How Much Wider Is A 315 Tire Than A 285?

The 315 tire is 30 millimeters wider than the 285 tire. Specifically, a 285 tire has a width of 285 millimeters, while a 315 tire has a width of 315 millimeters. This means the 315 tire is approximately 10.5% wider than the 285 tire.

How Much Taller Is A 315 Tire Than A 285?

The overall height of a tire depends on various factors, such as the aspect ratio, wheel diameter, and the specific tire model. However, assuming both tires have the same aspect ratio and wheel diameter, a 315 tire is generally taller than a 285 tire.

For example, let’s consider the tire size of 315/75r16 and 285/75r16. Assuming the same aspect ratio of 75 and wheel diameter of 16 inches, the overall height of the 315 tires can be calculated as follows:

  • (75% of 315 mm x 2) + 16 inches = 34.6 inches

Similarly, the overall height of the 285 tires can be calculated as follows:

  • (75% of 285 mm x 2) + 16 inches = 32.83 inches

Therefore, the 315 tires would be approximately 1.77 inches or 45 millimeters taller than the 285 tires, assuming the same aspect ratio and wheel diameter.

However, it’s important to note that the actual difference in overall height can vary depending on the specific tire model and other factors, so it’s always best to consult the manufacturer’s specifications for accurate measurements.

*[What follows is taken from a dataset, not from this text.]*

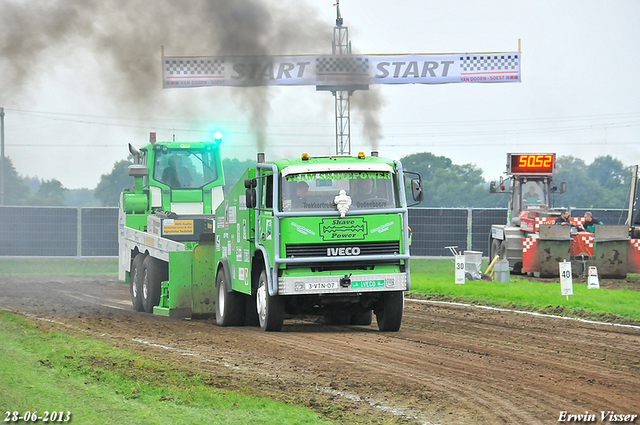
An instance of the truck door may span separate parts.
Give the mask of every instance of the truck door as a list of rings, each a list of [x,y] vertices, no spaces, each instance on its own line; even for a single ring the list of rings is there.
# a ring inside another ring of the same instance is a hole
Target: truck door
[[[258,180],[260,185],[257,208],[259,214],[258,238],[260,244],[267,250],[270,264],[273,265],[274,242],[276,240],[273,215],[273,173],[271,170],[261,169],[260,175],[264,177]]]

Can I Replace 285 Tires With 315?

Based on the rim width range, you can Replace 285 Tires With 315. But keep a few things in mind before you make this change.

Such as the specifications of your vehicle, the clearance in your wheel well, and the compatibility of the 315 tires with your existing wheel size.

First, it’s important to check your vehicle’s owner’s manual or consult a trusted mechanic to determine the maximum tire size your vehicle can safely accommodate. If your vehicle is compatible with a tire size 315, you’ll also need to ensure enough clearance in your wheel to accommodate the wider tire.

Additionally, you’ll need to ensure the 315 tire is compatible with your existing wheel size. The 315 tire typically requires a wider wheel than a 285 tire, so you must ensure your current wheels are wide enough to mount the 315 tires safely.

The 285 tires can usually be mounted on a wheel with a width ranging from 8.5 to 10.5 inches, and a 315 tire is recommended to be used with a rim width ranging from 9.5 to 11.5 inches. Since both tire sizes overlap the recommended rim width range, they are potentially interchangeable.

Our Observation
While on paper the 315 appears superior for traction and stability, especially off-road, I don’t think most drivers would notice a dramatic improvement over the 285.

For my needs, the 285 provides sufficient grip and absorbs bumps adequately at a lower cost. I don’t require heavy-duty traction or ride height, so I would likely opt for the 285’s performance, value, and fuel efficiency balance. The 315 intrigues me, but it seems like it is optional for my purposes.